Columbus State University News
Economic Crimes Expert to Give Hallock Lecture at CSU Alma Mater
September 15, 2011
COLUMBUS, Ga. — Columbus State alumnus Joe Parker, a 30-year federal law enforcement specialist, is
the next speaker in the university’s Hallock Lecture Series.Parker, recently an economic crimes advisor for the U.S. Treasury, will speak on "The Money Laundering-Terrorism Connection in Central America" at 7:30 p.m., Tuesday, Sept. 27 in the Cunningham Center's Blanchard Hall.
Introduced by CSU in 2007 to address issues of national security, the lecture named for the late Col. Richard R. Hallock is free and open to the public.
Parker, a 1992 political science graduate who later earned a Master of Public Administration from CSU, will share insight from his recently completed assignment for the U.S. Treasury in Mexico City, where he managed the Office of Technical Assistance’s execution of the Merida Initiative.

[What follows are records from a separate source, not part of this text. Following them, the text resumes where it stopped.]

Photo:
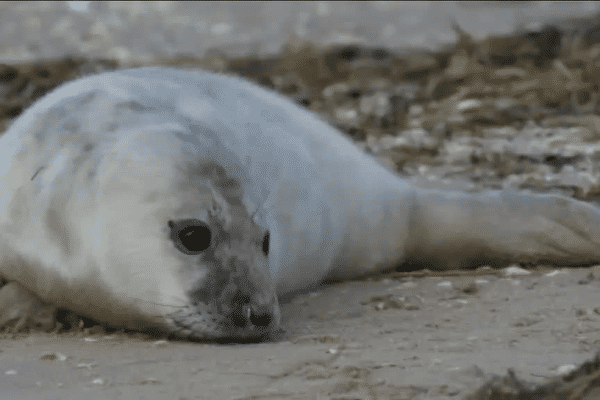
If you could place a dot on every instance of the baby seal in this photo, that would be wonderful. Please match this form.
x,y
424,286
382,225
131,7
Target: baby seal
x,y
186,201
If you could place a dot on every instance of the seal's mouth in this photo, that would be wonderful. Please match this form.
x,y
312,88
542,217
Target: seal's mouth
x,y
246,323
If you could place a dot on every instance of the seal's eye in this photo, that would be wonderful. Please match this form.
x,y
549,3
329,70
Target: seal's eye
x,y
266,243
190,236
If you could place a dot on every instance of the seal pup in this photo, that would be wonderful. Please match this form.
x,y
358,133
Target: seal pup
x,y
185,201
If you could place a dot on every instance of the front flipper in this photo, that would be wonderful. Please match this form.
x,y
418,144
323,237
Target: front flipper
x,y
21,310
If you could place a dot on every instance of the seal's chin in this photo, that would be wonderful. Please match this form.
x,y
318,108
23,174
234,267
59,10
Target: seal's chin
x,y
248,322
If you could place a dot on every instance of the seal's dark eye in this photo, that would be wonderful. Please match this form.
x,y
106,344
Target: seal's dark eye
x,y
190,236
266,243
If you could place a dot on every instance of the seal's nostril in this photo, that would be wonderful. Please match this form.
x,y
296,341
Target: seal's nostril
x,y
260,318
239,319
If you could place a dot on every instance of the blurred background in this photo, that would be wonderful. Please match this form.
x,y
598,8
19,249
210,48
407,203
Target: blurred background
x,y
139,31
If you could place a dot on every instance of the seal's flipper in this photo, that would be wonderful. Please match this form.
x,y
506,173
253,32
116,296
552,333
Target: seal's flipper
x,y
451,230
21,310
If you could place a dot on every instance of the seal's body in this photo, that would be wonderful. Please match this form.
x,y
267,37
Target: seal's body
x,y
184,201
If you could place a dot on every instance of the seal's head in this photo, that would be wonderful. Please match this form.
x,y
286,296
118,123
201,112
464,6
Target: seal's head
x,y
134,229
179,242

The $465 million U.S. Department of State effort provides resources for long-term improvement of U.S.-partner security agencies in Mexico and Central America.
A Dallas native, Parker started his career in international banking before working
for the FBI, U.S. Secret Service and U.S. Customs Service. With Customs, he served
as representative to the General Secretariat of the International Criminal Police
Organization in France, where he was assigned to the drugs subdivision as the cocaine
desk officer. He assumed his most recent post in 2002 after earning his CSU degrees
and teaching criminal justice as a doctoral teaching fellow at Sam Houston State University
and at the University of Texas at Tyler.
Parker’s lecture is funded by the Richard R. Hallock Foundation and co-sponsored
by the Department of Political Science and MPA Program.
Hallock was a much-decorated paratrooper in World War II, a personal aide for intelligence
to Gen. Lucius D. Clay, who oversaw the post-war occupation of Berlin, and the youngest
major to be a battalion commander in Korea.